Colonel Moffat heaved himself in beside me. ‘Get going,’ he said.

‘Had a good night, sir?’ I enquired. The widow was looking on, her smile a little wistful now.

‘Is that your imagination getting to work, sergeant? Just get going.’

Still, he did salute her as we moved off.

I’d written to Aunt May to tell her to go ahead and get married. There was no home leave coming up. I received her reply, saying she and Bill would wait. Another few months wouldn’t matter and they both wanted me to be there.

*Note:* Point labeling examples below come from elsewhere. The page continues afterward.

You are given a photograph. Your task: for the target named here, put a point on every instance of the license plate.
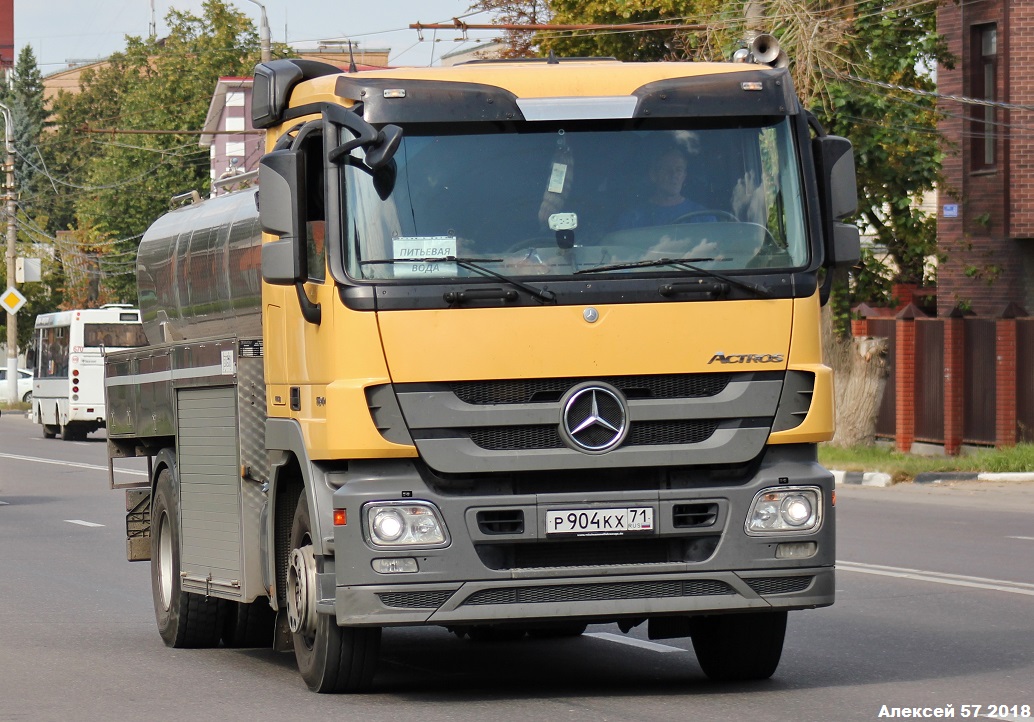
(600, 521)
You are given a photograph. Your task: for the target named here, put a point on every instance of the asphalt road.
(935, 608)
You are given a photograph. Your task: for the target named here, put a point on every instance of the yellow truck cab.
(507, 348)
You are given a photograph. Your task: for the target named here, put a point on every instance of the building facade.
(985, 219)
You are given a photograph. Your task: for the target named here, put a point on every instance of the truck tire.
(184, 620)
(248, 624)
(330, 658)
(738, 648)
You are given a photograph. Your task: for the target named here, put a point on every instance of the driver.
(664, 202)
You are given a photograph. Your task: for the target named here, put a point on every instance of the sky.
(63, 31)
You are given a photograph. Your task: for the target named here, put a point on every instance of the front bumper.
(523, 574)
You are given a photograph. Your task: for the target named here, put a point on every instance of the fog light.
(404, 523)
(395, 566)
(785, 509)
(796, 550)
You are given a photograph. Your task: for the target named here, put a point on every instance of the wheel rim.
(164, 561)
(302, 592)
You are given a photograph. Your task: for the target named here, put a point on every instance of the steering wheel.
(712, 213)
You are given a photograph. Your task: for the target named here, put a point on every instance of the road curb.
(862, 478)
(938, 477)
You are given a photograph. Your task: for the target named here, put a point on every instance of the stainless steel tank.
(199, 271)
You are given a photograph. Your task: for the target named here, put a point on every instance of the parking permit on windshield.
(557, 177)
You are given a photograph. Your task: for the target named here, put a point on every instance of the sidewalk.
(884, 479)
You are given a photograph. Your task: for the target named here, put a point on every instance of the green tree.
(517, 43)
(24, 95)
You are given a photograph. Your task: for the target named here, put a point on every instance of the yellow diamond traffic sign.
(11, 300)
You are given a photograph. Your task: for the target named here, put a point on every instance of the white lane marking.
(977, 582)
(71, 463)
(632, 641)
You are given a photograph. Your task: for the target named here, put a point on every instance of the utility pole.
(11, 238)
(263, 33)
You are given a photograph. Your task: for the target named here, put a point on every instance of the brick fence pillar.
(905, 378)
(1005, 382)
(954, 358)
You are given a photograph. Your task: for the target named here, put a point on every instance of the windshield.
(576, 199)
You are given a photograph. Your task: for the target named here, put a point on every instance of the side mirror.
(839, 198)
(281, 204)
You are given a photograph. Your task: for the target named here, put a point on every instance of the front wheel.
(330, 658)
(184, 620)
(738, 648)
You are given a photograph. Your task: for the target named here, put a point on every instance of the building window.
(983, 74)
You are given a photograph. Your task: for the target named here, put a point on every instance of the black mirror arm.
(312, 312)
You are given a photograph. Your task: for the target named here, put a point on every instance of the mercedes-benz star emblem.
(595, 418)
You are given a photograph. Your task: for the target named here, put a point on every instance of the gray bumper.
(602, 598)
(484, 575)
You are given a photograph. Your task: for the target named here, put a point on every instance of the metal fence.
(1025, 379)
(980, 354)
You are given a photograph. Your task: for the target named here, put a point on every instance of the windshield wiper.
(474, 264)
(683, 264)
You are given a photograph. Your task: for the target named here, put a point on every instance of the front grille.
(415, 600)
(551, 390)
(779, 584)
(547, 437)
(500, 521)
(694, 515)
(601, 551)
(598, 592)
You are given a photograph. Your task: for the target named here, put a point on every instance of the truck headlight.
(404, 523)
(785, 509)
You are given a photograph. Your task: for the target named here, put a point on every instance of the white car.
(24, 385)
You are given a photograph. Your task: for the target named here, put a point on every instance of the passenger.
(664, 203)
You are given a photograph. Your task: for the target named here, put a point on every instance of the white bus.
(68, 391)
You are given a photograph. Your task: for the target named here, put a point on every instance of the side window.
(315, 245)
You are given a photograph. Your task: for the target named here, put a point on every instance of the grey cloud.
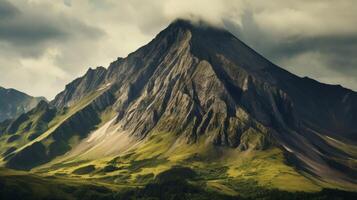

The winter held up the Allied advance. So did the Germans. In December, the Ardennes offensive by the Nazi hordes took the Americans by surprise and their touchy generals had cross words to say when Eisenhower put cocky Monty in charge of the battle. But Monty did his stuff and the line was straightened out eventually. Our feet were freezing. After Ardennes, 30 Corps broke through, liberating Holland completely and went for the Rhine. By this time, Hitler was aiming flying bombs at
England,
but Churchill had the bit between his teeth now and so did the UK.